Budding business bosses ‘determined to take problem solving into own hands’

2022 heralds the rise of Generation ‘E’ - the ‘year of young entrepreneurs’
2022 heralds the rise of Generation ‘E’ - the ‘year of young entrepreneurs’

A new generation of go-getters is appearing in 2022 aiming to make it big in the world of business.

2022 heralds the rise of the Generation of Entrepreneurs – the “year of young entrepreneurs” – with 70 per cent of 16 to 25 year-olds planning to start their own business.

New research found that 89 per cent of Gen Z – the generation born between 1997 and 2012 – say they would like to run their own business, with 86 per cent believing that 2022 could be the year of the entrepreneur.

Those aged 16 to 25 would rather be an entrepreneur than working for someone else

The study of 1,500 respondents was commissioned by Samsung UK’s Solve for Tomorrow programme, an initiative searching for entrepreneurial individuals with an idea of how tech could help solve a significant issue within one of four key areas in our society; education, sustainability, social isolation or diversity and inclusion.

Of the 89 per cent, 39 per cent don’t know where to start to set up a business, while 34 per cent are worried about turning a profit and 22 per cent don’t have the support they need to set out on the journey.

Socially responsible young people (67 per cent want to solve a social problem with their endeavor) believe that the pandemic has changed their outlook and made it more likely that people will work for themselves rather than others.

The “great resignation” looks likely, as 87 per cent of people aged 16 to 25 would rather be an entrepreneur than working for someone else with 89 per cent of Gen Zs believe that setting up in business is a viable option.

A further 38 per cent of those polled say this is because the pandemic made people see they could turn their hobby into a business.
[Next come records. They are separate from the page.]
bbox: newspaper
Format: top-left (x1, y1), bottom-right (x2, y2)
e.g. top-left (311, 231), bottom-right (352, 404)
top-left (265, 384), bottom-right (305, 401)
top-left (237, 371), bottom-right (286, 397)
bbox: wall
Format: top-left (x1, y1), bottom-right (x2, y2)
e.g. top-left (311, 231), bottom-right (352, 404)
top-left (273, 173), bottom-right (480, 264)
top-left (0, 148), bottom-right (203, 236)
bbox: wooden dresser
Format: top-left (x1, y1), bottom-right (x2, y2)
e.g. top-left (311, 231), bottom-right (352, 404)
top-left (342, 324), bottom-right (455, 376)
While 37 per cent said that it had made them see that life is too short to do a job you don’t like. A third (32 per cent) said that people just want to be their own boss.

Fashion is the most popular sector for business start-ups – with 23 per cent thinking of going into it. This is followed by finance (19 per cent), food and drink (17 per cent) and social media (16 per cent).
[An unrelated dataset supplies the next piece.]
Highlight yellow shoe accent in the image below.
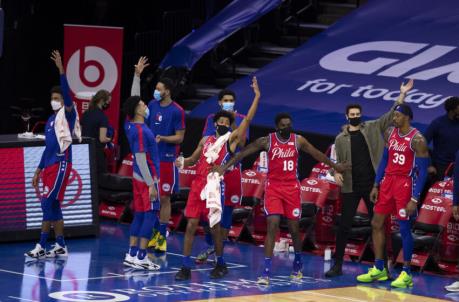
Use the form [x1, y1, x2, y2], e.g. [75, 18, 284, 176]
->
[147, 230, 161, 248]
Edinburgh came out as the entrepreneur capital of the United Kingdom, with 44 per cent of respondents in the city running their own business. This was closely followed by Stoke-On-Trent (38 per cent), London (35 per cent) and Manchester (34 per cent). When it came to speaking to Gen Z’s parents they were supportive of their entrepreneurial children.

Successful Solve for Tomorrow entrants will be enrolled on the programme and take part in a series of inspiring workshops and one-to-one mentoring from Samsung experts. The winner, announced in July, will then receive six months of support from Samsung UK and digital technology innovation centre, Digital Catapult along with a fund of £10,000 cash.
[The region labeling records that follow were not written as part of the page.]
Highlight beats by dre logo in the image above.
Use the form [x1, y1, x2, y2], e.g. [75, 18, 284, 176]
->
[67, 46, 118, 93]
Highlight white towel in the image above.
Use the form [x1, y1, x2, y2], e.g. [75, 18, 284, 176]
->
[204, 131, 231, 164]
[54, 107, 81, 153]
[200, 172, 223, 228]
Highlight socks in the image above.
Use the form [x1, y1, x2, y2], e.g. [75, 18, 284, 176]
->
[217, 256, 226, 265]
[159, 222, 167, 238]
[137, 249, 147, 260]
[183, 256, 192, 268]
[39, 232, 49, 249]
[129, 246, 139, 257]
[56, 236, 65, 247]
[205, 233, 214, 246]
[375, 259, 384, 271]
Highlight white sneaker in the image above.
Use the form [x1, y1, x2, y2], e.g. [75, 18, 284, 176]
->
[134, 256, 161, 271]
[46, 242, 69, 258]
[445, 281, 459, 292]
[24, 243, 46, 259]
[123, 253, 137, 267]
Sophie Edgerley Harris, Head of Corporate Social Responsibility at Samsung Electronics UK, said: “At Samsung we’re proud to offer a programme providing young people with an opportunity to tackle some of the issues in society and in particular, the issues that are important to them.

She added: “This research shows that ‘Gen E’ are extremely determined to take problem solving into their own hands.

“Solve for Tomorrow provides those who have an idea with the resources to help bring it to life, no qualifications needed, and we’re so excited to see the ideas that come out of this year’s competition.”

The initiative is open to anyone aged 16-25 and can be entered via Solve for Tomorrow website. No prior qualifications are required for the competition with entries closing on February 20.